We’ve used the Speech Recognition API to add products in or to trigger the checkout process – what about using the Speech Synthesis API to give a verbal indication of a completed action? We don’t have anything that indicates when each action has taken place (save for seeing it on screen) – it would be helpful to those individuals with sight challenges to have something that tells them when an action has been completed.
How about avoiding the use of credit cards altogether and implementing a more modern payment method such as Google Pay? There are lots of different companies that offer this support, such as Braintree – you can see an example of how they set up payments using JavaScript at https://developers.braintreepayments.com/guides/google-pay/client-side/javascript/v3. The idea here is that if we can implement something (and assuming you have an appropriate account, of course), then it should be easy enough to provide a link to initiating the request to make payment.
This is just a few ideas to get you started – I’m sure you can think of more, but as the lead into this section says, the world really is your oyster! It’s all a matter of thinking where you could use speech capabilities in your site and giving it due consideration as to whether it would really help customers or would just be seen as nothing more than a gimmick that customers would be happy to do without!
The Web Speech API is a simple tool to implement, but is great for making sites more accessible – despite still being in a state of development! Over the course of this chapter, we’ve explored how to use it in a basic shopping cart and checkout process; let’s review what we have learned.

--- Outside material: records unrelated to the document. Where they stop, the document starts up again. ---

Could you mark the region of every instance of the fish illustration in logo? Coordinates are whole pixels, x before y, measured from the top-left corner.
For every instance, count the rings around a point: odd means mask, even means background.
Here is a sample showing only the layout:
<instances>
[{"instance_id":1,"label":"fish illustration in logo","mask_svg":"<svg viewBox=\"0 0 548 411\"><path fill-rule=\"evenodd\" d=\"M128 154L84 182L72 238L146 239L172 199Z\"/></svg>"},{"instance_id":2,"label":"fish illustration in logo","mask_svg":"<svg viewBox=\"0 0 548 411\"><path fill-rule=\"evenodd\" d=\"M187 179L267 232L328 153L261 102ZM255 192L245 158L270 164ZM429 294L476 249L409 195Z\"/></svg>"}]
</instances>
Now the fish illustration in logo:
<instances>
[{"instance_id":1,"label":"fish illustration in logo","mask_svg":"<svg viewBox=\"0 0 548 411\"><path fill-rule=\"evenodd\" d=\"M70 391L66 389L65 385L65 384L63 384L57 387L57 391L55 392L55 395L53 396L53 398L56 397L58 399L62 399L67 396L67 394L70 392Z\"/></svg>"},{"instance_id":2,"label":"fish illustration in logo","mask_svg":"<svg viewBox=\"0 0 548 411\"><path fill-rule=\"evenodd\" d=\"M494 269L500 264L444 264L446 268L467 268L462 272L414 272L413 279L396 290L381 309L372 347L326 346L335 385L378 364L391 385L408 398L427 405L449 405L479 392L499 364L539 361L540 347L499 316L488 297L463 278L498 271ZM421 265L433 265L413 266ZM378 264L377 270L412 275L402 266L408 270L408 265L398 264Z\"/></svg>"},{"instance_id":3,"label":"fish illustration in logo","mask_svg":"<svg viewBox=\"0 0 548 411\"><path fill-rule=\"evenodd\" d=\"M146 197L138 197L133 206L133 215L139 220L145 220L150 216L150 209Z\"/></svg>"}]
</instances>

We kicked off by introducing the chapter and setting the scene. We then went through what would be included in the scope of this chapter, before covering off the tools we would use to architect our final solution. At the same time, we talked briefly about setting expectations, inasmuch as we wouldn’t be able to cover every part of the purchase process and would focus on the core element in this chapter.
Next up, we delved into adding the code that would make our speech capability tick; we explored the changes needed to modify our markup, before adding in the script for our demo. We then moved onto exploring an alternative checkout process using the relatively new Payment Request API, to see how this might affect our use of speech in our demo.
We then rounded out the chapter with a look at some of the pitfalls we need to be aware of, when using the Speech APIs in the context of the checkout process, before exploring some of the avenues we could follow to help extend and expand our demo for production use.
Phew! We’ve come to the end of the book. What a journey! I hope you’ve enjoyed working through the projects within as much as I have writing this book and that you’ve now gained a greater understanding of how to use the Speech APIs within your future projects.